SOLITUDINE
Con il ricordo di una vita sbagliata,
con il tormento e l’amarezza del frutto di un amore mancato,
con all’orizzonte l’ombra della quasi certezza della solitudine.
L’essere giunto alle porte della vecchiaia,
segnato profondamene nell’intimo, con l’animo errante
come un ago della bussola, alla ricerca della giusta rotta và.
E così, tentando di reagire a questa solitudine,
con le nocche delle dita e mano tremante, bussa ad una porta.
Le palpebre sono socchiuse e lasciano intravedere le pupille stanche
e un iride che sicuramente non è un arcobaleno di luce,
ma che quasi spento, non illumina che
la profonda depressione dipinta su quel volto.
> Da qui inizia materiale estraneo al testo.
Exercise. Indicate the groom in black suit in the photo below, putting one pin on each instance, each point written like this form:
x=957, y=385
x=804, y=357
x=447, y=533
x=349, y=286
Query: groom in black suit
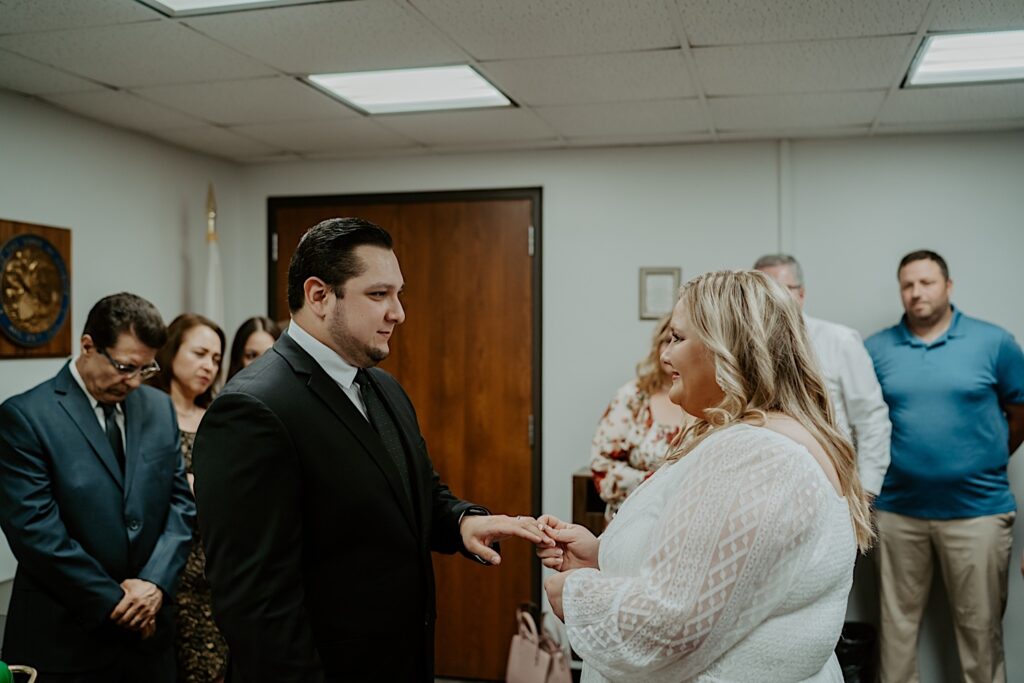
x=318, y=506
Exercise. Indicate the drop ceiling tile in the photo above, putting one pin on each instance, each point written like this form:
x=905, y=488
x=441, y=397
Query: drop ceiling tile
x=502, y=30
x=620, y=119
x=738, y=22
x=857, y=63
x=327, y=38
x=599, y=78
x=27, y=15
x=317, y=136
x=136, y=54
x=403, y=153
x=832, y=110
x=949, y=127
x=256, y=100
x=217, y=142
x=282, y=158
x=30, y=77
x=122, y=109
x=803, y=133
x=639, y=140
x=978, y=14
x=974, y=102
x=482, y=126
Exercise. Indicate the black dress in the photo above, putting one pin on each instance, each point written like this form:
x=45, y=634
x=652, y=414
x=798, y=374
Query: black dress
x=201, y=650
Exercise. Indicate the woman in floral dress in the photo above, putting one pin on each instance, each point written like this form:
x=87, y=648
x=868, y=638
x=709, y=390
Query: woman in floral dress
x=637, y=429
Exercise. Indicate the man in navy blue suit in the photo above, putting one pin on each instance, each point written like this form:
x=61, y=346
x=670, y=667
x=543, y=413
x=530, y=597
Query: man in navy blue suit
x=96, y=508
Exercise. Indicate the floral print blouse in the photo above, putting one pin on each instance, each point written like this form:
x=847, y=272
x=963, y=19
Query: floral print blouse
x=629, y=445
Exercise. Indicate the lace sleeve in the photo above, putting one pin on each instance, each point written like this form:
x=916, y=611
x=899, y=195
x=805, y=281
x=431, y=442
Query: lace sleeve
x=617, y=434
x=727, y=547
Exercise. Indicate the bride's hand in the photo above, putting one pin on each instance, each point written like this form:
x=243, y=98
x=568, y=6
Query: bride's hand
x=577, y=547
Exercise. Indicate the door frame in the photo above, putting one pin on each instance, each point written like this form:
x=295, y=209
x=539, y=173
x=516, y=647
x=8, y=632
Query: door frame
x=536, y=196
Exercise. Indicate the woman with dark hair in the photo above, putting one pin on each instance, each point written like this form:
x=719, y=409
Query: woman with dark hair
x=189, y=364
x=254, y=337
x=638, y=428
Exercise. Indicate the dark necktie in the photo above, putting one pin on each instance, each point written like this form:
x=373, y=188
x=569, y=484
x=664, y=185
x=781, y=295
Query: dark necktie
x=381, y=420
x=114, y=433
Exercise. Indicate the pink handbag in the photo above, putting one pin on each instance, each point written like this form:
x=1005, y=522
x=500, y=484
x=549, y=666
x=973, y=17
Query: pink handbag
x=534, y=656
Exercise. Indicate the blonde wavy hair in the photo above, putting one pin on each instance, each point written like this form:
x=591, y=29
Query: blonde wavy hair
x=763, y=364
x=650, y=376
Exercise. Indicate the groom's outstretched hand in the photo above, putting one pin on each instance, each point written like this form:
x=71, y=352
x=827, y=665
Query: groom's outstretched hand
x=480, y=531
x=574, y=547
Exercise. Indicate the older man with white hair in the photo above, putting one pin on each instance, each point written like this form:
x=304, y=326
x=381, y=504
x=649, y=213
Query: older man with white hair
x=853, y=386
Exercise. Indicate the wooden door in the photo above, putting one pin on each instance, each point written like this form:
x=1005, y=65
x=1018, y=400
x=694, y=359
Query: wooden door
x=468, y=357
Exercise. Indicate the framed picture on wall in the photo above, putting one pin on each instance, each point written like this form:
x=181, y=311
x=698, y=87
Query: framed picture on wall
x=35, y=291
x=658, y=288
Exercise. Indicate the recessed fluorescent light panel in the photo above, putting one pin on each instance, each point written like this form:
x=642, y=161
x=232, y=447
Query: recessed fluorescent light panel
x=194, y=7
x=969, y=57
x=413, y=89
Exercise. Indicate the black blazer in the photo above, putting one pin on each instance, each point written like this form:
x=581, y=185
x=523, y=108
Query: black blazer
x=320, y=563
x=78, y=526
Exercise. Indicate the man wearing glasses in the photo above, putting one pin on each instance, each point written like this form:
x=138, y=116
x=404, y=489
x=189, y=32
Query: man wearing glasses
x=96, y=509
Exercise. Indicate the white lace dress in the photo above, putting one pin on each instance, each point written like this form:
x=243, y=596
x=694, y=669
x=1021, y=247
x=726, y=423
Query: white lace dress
x=732, y=564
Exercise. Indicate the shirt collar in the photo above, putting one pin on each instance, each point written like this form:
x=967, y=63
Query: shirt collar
x=953, y=332
x=81, y=383
x=326, y=357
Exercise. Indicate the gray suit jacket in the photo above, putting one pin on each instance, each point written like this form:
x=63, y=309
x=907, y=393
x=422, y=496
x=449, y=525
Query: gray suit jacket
x=78, y=526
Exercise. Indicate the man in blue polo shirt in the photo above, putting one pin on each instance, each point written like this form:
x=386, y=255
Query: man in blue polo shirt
x=954, y=386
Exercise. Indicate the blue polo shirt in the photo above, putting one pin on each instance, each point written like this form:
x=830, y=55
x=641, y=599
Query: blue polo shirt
x=950, y=439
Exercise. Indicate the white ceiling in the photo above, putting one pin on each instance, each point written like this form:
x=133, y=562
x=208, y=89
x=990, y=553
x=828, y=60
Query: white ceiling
x=584, y=73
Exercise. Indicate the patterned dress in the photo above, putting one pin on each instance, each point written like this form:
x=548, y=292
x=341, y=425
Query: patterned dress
x=201, y=650
x=629, y=445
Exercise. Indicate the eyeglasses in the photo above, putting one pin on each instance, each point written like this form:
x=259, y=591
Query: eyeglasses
x=145, y=372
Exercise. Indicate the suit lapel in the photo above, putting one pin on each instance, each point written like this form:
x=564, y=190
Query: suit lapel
x=328, y=391
x=133, y=435
x=79, y=409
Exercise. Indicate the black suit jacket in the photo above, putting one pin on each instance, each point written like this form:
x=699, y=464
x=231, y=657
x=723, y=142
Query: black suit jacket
x=318, y=561
x=78, y=526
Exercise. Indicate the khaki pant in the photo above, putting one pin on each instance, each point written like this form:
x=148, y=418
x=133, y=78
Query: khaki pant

E all’aprir della porta voci, canti e grida da dentro allegri vengono,
il cuore pieno di speranza allora già sussulta
e il sogno accarezzato da tempo, quello di avere un po’ di compagnia, pare si avveri.
E parlare, ridere, scherzare, insomma, per un po’ avere una famiglia,
non par più un utopia, ma una realtà.
Ma alla vista di tanta gioia, per non rovinar quella bellezza,
questi prima esita, tentenna… Poi di colpo le forze vengono a mancare.
E così l’essere, tornando in abbandono morale,
rifiuta l’idea di elemosinare compagnia,
fuggendo con la sua solitudine.
E mentre i brutti pensieri in quei momenti erano svaniti,
rapidamente tornano in primo piano.
Tanto che i bambini incuriositi, insieme alla mamma
avvicinatisi all’uscio non vedendo alcuno,
con lo sguardo interrogandosi tra loro per sapere chi era,
sentono mormorare dalla mamma che aveva visto fuggire l’ombra:
"Era la solitudine, che, per non portar tristezza in casa nostra,
ha preferito tornare ad essere sola".